Chez les jeunes poulains, il convient de réaliser une auscultation attentive et éventuellement une échocardiographie pour différencier les souffles physiologiques des souffles pathologiques. En effet, ces derniers sont souvent dus à des maladies congénitales rares qui peuvent engager des pronostics vital et/ou sportif sombres.

  • 1. Hall TL, Magdesian KG, Kittleson MD. Congenital cardiac defects in neonatal foals: 18 cases (1992-2007). J. Vet. Intern. Med. 2010;24:206-212.
  • 2. Marr CM. Cardiac murmurs: congenital heart disease. In: Equine cardiology. Elsevier. 2010:193-205.
  • 3. Marr CM. The equine neonatal cardiovascular system in health and disease. Vet. Clin. N. Am. Equine Pract. 2015;31:545-565.
  • 4. McGurring MK, Physick-Sheard PW, Southorn E. Parachute lest atrioventricular valve causing stenosis and regurgitation in a Thoroughbred foal. J. Vet. Intern. Med. 2003;17:579-582.
  • 5. Reef VB. Evaluation of ventricular septal defects in horses using two-dimensional and Doppler echocardiography. Equine Vet. J. Suppl. 1995;19:86-95.
  • 6. Reef VB, Bonagura J, Buhl R et coll. Recommendations for management of equine athletes with cardiovascular abnormalities. J. Vet. Intern. Med. 2014;28:749-761.
  • 7. Sprayberry KA, Bain FT, Seahorn TL et coll. 56 cases of rib fractures in neonatal foals hospitalized in a referral center intensive care unit from 1997-2001. AAEP Proceedings. 2004;43:395-399.
  • 8. Yamamoto K, Yasuda J, Too K. Arrhythmias in newborn thoroughbred foals. Equine Vet. J. 1992;23:169-173.

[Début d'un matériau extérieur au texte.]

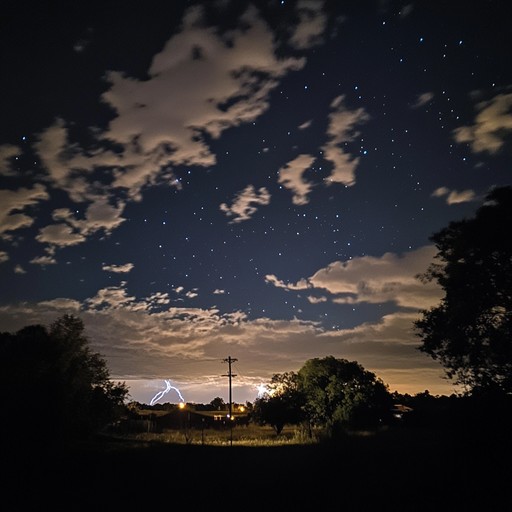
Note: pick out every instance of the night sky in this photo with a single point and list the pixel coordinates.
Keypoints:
(255, 180)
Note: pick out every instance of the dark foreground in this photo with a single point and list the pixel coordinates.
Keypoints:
(400, 470)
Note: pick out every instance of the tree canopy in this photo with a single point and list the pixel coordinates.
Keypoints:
(56, 387)
(469, 332)
(325, 392)
(342, 393)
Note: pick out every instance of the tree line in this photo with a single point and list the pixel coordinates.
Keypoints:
(71, 395)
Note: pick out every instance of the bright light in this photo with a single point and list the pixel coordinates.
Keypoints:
(262, 389)
(160, 394)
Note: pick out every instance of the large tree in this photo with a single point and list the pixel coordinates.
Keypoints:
(281, 404)
(469, 332)
(54, 387)
(341, 393)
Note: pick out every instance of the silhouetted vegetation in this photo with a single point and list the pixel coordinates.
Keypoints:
(470, 331)
(56, 389)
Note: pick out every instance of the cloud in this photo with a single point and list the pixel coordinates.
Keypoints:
(375, 280)
(493, 123)
(43, 260)
(12, 205)
(454, 197)
(7, 153)
(341, 129)
(423, 99)
(242, 207)
(60, 235)
(119, 269)
(167, 119)
(311, 28)
(146, 339)
(291, 177)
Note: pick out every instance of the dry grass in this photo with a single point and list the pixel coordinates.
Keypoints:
(252, 435)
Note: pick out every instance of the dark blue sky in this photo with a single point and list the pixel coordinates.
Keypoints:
(255, 179)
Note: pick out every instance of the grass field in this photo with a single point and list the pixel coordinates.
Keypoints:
(395, 469)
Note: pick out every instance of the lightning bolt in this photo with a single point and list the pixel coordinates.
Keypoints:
(160, 394)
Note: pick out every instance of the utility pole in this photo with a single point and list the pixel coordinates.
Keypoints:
(230, 360)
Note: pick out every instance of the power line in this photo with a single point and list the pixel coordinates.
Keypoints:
(230, 360)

CONFLIT D’INTÉRÊTS : AUCUN

ENCADRÉ 1 : SOUFFLES PHYSIOLOGIQUES CHEZ LE POULAIN

Deux types de souffles physiologiques peuvent être entendus à l’auscultation chez le poulain :

→ un souffle continu en machinerie à gauche, correspondant au passage de sang dans le canal artériel. Il doit disparaître dans les 3 à 4 jours suivant la naissance ;

→ les souffles systoliques physiologiques :

→ liés au flux de sang dans le foramen ovale (disparition dans 2 à 3 semaines après la naissance) ;

- d’éjection, comme chez les chevaux adultes.

ENCADRÉ 2 : SUSPICION D’AFFECTION CARDIAQUE CHEZ LE POULAIN

Une maladie cardiaque doit être suspectée chez :

- un poulain asymptomatique qui présente un souffle fort (> grade 3) irradiant au-delà de la zone d’auscultation du cœur et/ou associé à un thrill ;

- un poulain symptomatique qui présente un abattement, une tachycardie persistante, une tachypnée, des muqueuses cyanosées, un œdème, une faiblesse générale ou un collapsus, une prise de poids ou une croissance inadéquate, un pouls jugulaire rétrograde, une distension des veines jugulaires, une ascite ou une effusion pleurale.

Dans de tels cas, une échocardiographie est recommandée. Les maladies congénitales les plus fréquentes sont la communication interventriculaire, la tétralogie de Fallot et l’atrésie de la valve tricuspide.

Éléments à retenir

→ Les souffles cardiaques sont fréquents chez les poulains et bon nombre sont physiologiques.

→ Dans la plupart des cas, une auscultation attentive permet de les distinguer d’un souffle pathologique dû à une maladie cardiaque congénitale.

→ En cas de doute, une échocardiographie permet de confirmer le diagnostic et de poser les pronostics vital et sportif du poulain.